Research in Statistical Sciences Interactive Visualizations

The javascript libraries used for the visualizations are dc.js , with native cross filter support for exploration of multidimensional datasets, d3.js , a highly popular javascript library for data visualization and crossfilter.js , for fast multidimensional filtering for coordinated views.

The size and scope of the literature on statistics can be overwhelming, which makes it difficult to identify emerging trends and see the relationships between different developments. Visualization techniques, coupled with statistical and data mining methods, have been found effective in achieving these goals in a number of application domains including healthcare and manufacturing research. In this paper, we apply these concepts to the field of statistical sciences. Our dataset is based on bibliographic information, including but not limited to authors, keywords, abstracts, citations, and funding information, extracted from 8,191 papers published in the 17 journals of the American Statistical Association (ASA) in the period of 1991-2014. These bibliographic units of analyses allow us to address the following questions: a) What are the main research fields within statistics (based on a data-driven approach)? b) How do these research fields relate to each other? c) How do these fields develop over the time period from 1991-2014? And d) What are the main drivers for these publications? Our results indicate that using bibliometric visualization approaches can provide insights from analyzing the massive amounts of literature that has been published and cited by ASA papers over the past twenty four years.

Initially a very high level view of the data is presented, focusing on the important dimensions of this multi dimensional data set. The visualizations below focus on exploration as well as interactivity. The narration for each visualization essentially entails the important information obtained from the visualization.

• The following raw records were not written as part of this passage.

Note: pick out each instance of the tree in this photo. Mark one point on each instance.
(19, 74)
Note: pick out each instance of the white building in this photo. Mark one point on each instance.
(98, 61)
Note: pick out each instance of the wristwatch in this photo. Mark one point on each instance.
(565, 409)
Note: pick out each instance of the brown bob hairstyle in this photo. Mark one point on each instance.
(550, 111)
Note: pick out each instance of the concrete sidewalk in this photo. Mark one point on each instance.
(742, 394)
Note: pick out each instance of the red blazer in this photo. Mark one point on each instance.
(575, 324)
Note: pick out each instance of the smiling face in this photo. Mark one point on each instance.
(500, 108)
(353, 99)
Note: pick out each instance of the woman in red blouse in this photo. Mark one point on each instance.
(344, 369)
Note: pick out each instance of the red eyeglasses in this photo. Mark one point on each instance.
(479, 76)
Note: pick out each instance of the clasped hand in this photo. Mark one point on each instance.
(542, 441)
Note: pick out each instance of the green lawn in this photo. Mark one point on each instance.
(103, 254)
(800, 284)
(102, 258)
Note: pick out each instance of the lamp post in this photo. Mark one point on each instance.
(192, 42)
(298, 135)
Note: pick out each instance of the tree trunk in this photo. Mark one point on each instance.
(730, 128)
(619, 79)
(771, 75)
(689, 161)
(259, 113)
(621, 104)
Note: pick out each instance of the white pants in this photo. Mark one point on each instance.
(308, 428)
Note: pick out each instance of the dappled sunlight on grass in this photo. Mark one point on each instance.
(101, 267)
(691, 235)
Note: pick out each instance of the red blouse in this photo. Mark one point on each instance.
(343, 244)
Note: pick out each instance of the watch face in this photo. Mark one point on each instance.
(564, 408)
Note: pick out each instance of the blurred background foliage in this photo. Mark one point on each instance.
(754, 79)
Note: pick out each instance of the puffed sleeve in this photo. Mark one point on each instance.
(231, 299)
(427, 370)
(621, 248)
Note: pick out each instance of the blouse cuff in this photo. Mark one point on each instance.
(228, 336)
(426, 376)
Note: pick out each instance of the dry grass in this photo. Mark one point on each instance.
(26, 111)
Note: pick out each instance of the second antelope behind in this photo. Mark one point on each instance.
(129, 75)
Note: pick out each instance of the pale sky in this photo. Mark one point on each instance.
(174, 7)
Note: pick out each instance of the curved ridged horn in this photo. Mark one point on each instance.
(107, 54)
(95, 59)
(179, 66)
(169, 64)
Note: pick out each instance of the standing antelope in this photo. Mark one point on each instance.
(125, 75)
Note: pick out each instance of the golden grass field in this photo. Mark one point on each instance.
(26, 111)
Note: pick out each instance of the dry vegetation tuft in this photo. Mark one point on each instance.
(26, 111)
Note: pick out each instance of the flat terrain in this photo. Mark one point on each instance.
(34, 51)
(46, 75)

Journal Names (High Level Exploration)

The chart below explores the variation in number of papers as well as the number of times they are cited, based on the journals in which the papers were published.This high level exploration provides a high level view about the various sects of statistical research. One important feature that a user has is the ability to filter the data set based on the journal names. By clicking on the 9 bubbles below, the user can filter the dataset based on the journal names. But most importantly this bubble chart shows the popularity {in terms of total times cited on the x axis, times cited on the y axis (These are different because times cited are the number of papers which cited the particular papers in the specified journals and total times cited includes multiple citations within the papers)} of the papers as well as the number of papers in the given journal in terms of the size of the bubbles. The main aim of this chart, is to facilitate interactivity and data filtering, and not detailed visual exploration. We get some important insights from this high level visualization. The order in which the bubbles are arranged in the horizon essentially shows the variation in number of citations as well as the number of statistical research papers in each field of research. While the papers published in JASA (Journal of the American Statistical Association) are cited more, the papers in particular research field journals like Stat. Biopharm. Res.(Statistics in Biopharmaceutical Research) are cited relatively lesser. This shows the popularity of papers published in JASA. Also papers published in specific research journals may not be used generally for statistical research in other fields of study.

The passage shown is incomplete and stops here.